Au fond de l’orne épais dont l’abris les accueille,

L’oiseau réveillé chante sous la feuille.

L’hymne de volupté fait tressaillir les airs.

Et, sur les bords d’une eau qui gémit et s’écoule,

La colombe de nuit languissamment roucoule.

L’arche de Dieu passa comme un palais errant.

La voyant assiégé par les flots du courant,

Le dernier des enfants de la famille élue

Lui tendit en secret sa main résolue.

Viens. T’exiler du ciel, en Son Seuil,  pour y cacher tes larmes.

Viens. Tu ouvriras ton âme,

Comme l’aube et la lune au couchant reposé

Confondent leurs rayons, ou comme la rosée

Dans une perle seule unit deux de ses pleurs.

Pour s’empreindre du baume exhalé par des fleurs,

Comme un double flambeau réunit ses deux flammes.

Entends- tu le concert qui s’approche et l’honoré

Les chants, leurs paroles pieuses,

De rameaux fleuris parfumant les chemins.

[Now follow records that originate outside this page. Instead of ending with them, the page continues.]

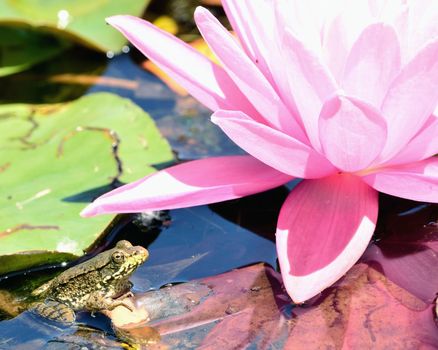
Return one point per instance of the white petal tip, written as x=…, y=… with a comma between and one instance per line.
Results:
x=89, y=211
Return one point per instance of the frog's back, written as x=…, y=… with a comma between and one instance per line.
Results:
x=73, y=273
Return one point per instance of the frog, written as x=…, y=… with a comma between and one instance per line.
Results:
x=100, y=283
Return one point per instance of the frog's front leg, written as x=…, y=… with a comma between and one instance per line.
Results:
x=98, y=301
x=54, y=310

Tes genoux ont tremblés sous le poids des armes;

Ta paupière s’entrouvre à tes premières larmes.

 

Je n’ai point oublié l’encens du sacrifice. 

 

Comme l’encens qui brûle aux rayons du soleil

Se changeant en un feu pur, éclatant et vermeil,

On vit alors du sein de l’urne éblouissante,

S’élever une rose aux lueurs de l’aube matinale

Et la lune, des bois éclairant l’épaisseur.

 

Ses ailes sont d’argent;

Elles soulèvent les contours du céleste tissu.

 

Rose d’indigo 

ou d’émeraude 

Entre brume et lune 

n’es- tu de nuit ? 

Rose au feu d’émeraude 

Centre d’indigo 

 

Une aurore semble naître 

Quand  la lune apparaît, quand ses gerbes d’argent

Font pâlir les lueurs du feu rose et changeant. 

Une flamme 

Errante, est dans mon sang jusqu’au cœur parvenue. 

Ces flambeaux s’allument sous ses pas, 

Et leurs feux clairs la guide et ne la trahissent pas. 

Si ma lèvre s’altère, 

elle vient près du rivage. 

Chercher une coupe dans un profond coquillage, 

L’eau soupire et bouillonne

Sous des bosquets remplis de la senteur des roses ; 

Ces fleurs dont la beauté ne s’ouvre que la nuit, 

Le silence la suit; tout dort profondément; 

L’ombre écoute  avec recueillement.

Les vents des prés, apportent l’ambroisie. 

 

Tout le ciel étoilé, toute la terre nourricière, toute la splendeur de l’aube et du soir, toute la gloire du printemps et de l’automne, tout le Souffle animant l’univers porté par le vol d’oiseaux migrateurs, tout les hauts chants humains montés de vallée de larmes. 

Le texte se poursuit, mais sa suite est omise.